Bubble Wrap Was Originally Supposed to be Wallpaper
Bubble Wrap's original purpose was far from what we use the product for today.
In 1957, engineer Al Fielding and Swiss inventor Marc Chavannes were trying to create a textured wallpaper. To do so, they sealed two shower curtains together in such a way that air bubbles were captured, giving the wallpaper a textured appearance.
But the wallpaper idea didn’t sell too well.
Undeterred, Fielding and Chanvannes decided to market their invention as greenhouse insulation. Though the material did offer somewhat of an insulating effect, this idea didn’t pan out popularly, either.

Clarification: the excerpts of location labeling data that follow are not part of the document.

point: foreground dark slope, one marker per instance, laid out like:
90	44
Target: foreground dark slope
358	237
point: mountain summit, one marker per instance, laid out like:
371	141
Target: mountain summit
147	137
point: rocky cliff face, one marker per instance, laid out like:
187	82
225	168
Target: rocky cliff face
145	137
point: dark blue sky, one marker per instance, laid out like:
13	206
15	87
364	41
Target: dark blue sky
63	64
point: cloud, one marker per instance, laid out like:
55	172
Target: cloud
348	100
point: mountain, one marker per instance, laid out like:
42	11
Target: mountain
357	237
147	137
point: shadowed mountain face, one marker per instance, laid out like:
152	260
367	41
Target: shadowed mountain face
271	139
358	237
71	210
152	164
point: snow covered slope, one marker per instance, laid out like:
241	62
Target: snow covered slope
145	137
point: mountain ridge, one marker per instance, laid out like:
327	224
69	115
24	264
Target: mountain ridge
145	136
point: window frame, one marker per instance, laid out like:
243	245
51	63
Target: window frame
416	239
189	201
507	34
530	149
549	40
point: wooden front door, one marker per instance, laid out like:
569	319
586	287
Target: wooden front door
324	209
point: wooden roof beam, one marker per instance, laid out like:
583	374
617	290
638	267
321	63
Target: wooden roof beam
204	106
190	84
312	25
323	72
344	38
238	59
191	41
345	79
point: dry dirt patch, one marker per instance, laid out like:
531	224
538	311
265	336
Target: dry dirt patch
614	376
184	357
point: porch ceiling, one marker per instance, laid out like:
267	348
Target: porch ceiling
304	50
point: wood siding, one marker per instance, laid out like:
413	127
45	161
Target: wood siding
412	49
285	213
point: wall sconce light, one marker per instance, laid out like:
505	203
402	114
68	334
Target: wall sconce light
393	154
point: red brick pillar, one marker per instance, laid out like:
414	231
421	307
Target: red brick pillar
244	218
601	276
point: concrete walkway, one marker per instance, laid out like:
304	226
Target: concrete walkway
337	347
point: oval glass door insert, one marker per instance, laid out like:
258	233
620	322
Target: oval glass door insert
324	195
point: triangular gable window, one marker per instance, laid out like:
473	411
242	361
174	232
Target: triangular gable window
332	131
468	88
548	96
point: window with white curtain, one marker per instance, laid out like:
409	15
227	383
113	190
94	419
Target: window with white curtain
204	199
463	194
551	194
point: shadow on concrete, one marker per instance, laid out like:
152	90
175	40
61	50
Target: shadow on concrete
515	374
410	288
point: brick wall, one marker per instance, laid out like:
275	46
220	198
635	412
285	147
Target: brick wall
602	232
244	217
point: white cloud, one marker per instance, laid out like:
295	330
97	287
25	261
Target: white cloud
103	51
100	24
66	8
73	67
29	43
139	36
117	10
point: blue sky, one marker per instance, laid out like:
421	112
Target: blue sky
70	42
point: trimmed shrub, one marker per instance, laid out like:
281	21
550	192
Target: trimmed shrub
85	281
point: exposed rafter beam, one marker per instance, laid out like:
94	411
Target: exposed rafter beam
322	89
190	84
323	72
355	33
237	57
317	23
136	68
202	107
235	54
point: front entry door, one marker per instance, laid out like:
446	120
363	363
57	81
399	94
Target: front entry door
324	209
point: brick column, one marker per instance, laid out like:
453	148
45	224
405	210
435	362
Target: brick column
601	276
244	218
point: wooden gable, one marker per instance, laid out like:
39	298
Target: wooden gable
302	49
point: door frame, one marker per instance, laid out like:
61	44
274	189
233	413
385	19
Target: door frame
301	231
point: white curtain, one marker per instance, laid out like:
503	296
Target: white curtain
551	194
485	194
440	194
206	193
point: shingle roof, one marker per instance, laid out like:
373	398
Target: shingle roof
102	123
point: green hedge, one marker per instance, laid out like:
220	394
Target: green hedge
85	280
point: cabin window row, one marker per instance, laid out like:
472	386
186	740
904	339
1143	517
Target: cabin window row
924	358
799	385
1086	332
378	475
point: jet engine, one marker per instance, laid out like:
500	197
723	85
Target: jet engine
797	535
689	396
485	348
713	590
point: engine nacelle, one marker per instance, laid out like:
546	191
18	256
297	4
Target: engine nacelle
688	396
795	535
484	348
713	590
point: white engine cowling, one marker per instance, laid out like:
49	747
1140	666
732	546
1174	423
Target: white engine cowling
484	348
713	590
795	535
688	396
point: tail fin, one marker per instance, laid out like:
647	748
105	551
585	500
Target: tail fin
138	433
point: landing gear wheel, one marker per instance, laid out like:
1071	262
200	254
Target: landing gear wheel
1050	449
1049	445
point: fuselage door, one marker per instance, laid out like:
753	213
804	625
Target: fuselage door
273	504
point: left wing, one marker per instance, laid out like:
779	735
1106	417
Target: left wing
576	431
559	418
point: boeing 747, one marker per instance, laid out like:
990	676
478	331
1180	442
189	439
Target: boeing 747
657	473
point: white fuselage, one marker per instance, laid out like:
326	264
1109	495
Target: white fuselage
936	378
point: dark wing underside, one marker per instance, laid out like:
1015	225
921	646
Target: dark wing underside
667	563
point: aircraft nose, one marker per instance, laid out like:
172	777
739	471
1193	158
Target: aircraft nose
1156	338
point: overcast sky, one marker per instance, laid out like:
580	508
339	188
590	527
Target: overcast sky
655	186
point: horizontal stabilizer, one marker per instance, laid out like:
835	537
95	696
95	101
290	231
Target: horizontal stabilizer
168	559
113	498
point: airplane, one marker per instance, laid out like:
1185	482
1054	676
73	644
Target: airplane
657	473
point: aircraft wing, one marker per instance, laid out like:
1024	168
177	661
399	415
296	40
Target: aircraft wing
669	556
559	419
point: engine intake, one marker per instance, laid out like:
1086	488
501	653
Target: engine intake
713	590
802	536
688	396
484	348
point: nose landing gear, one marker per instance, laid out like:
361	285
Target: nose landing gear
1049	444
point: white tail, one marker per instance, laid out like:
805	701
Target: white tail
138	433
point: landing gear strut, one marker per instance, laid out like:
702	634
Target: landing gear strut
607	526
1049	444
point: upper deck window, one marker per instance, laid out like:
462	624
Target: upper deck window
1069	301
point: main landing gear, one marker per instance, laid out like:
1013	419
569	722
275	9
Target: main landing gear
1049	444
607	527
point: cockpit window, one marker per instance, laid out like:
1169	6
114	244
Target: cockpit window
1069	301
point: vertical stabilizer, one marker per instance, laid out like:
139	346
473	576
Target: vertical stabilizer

It wasn't until three years after the origination of their invention that Frederick W. Bowers, a marketer at Sealed Air, which made the product, finally came up with the perfect use for it. On October 5, 1959, IBM had announced their new 1401 variable word length computer. Bowers got the idea that Bubble Wrap could be used as a good packaging material to protect the computer while it was being shipped. He pitched the idea to IBM and demonstrated Bubble Wrap’s protective abilities. His demonstration went over well, and IBM began purchasing Bubble Wrap to protect their 1401 and other fragile products they sold and shipped.
From those humble beginnings, Sealed Air has grown to annual sales of around $4 billion, with a net profit of around $255 million. About 10 percent of its revenue comes from Bubble Wrap, so around $400 million worth of Bubble Wrap is sold annually.